Mereka masuk dan dikejar banyak zombie itu, lalu Dian dan Ariya mendorong lemari besar menahan pintu itu dan mereka sementara bisa bernapas lega di sana. Lalu Roland meletakkan Kachi di bawah.
"Apa yang sakit, katakan padaku," tatapnya dengan serius.
"Tak ada, tak ada yang sakit," Kachi membalas, ia membuang wajah merahnya. Lalu Roland bernapas lega, tapi ia melihat bahwa lutut Kachi berdarah tergores. "Sial... Kau bilang tidak ada yang sakit?!" ia menatap.
"Eh, itu memang tidak berasa tadi."
"Sebentar," Roland berdiri, ia mengacak-acak rak maupun kardus di sana hingga menemukan perban putih kecil. Ia segera kembali berlutut dan membalut luka Kachi.
Sementara Ariya menatap situasi di luar melalui jendela gudang.
"Bagaimana situasinya?" tanya Roland.
"Tidak aman sama sekali. Banyak dari mereka dan sekarang zombie luar telah masuk kawasan ini," kata Ariya, ia melihat pagar kawat itu terbuka dan satu per satu, per kelompok masuk semua.

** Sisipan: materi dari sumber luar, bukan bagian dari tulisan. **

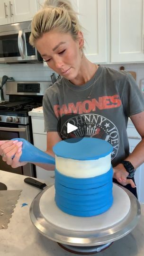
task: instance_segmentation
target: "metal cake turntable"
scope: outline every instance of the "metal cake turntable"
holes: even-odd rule
[[[75,254],[93,254],[106,249],[135,228],[141,214],[135,196],[116,184],[112,206],[92,217],[76,217],[62,212],[55,203],[54,194],[54,185],[38,194],[30,208],[31,221],[41,234]]]

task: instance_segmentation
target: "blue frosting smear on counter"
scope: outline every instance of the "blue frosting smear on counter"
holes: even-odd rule
[[[112,146],[107,141],[90,137],[62,140],[53,147],[57,156],[79,160],[98,159],[108,155],[112,150]]]

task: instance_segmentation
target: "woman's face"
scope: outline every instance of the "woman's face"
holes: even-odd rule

Lalu Roland terduduk di bawah dan menghela napas panjang putus asa. "Kita terjebak di sini."
"... Tunggu, aku masih bertanya-tanya soal di klinik itu," tatap Dian. Lalu Roland terdiam mengingat bahwa ketika di klinik itu, Dian tidak digigit zombie yang akan menyerangnya.
"Benar juga, itu karena apa?" Roland kembali berpikir.
"Hah, itu memang benar, aku melihat Kachi juga tidak tergigit," tambah Ariya mendekat.
"Apa maksudmu?"
"Kachi, kau ingat, ketika kita di kantin," tatap Ariya pada Kachi.
"Ya, dia memang benar," balas Kachi membuat Roland semakin terkejut.
Sebelumnya ketika wabah belum masuk ke kawasan pelatihan.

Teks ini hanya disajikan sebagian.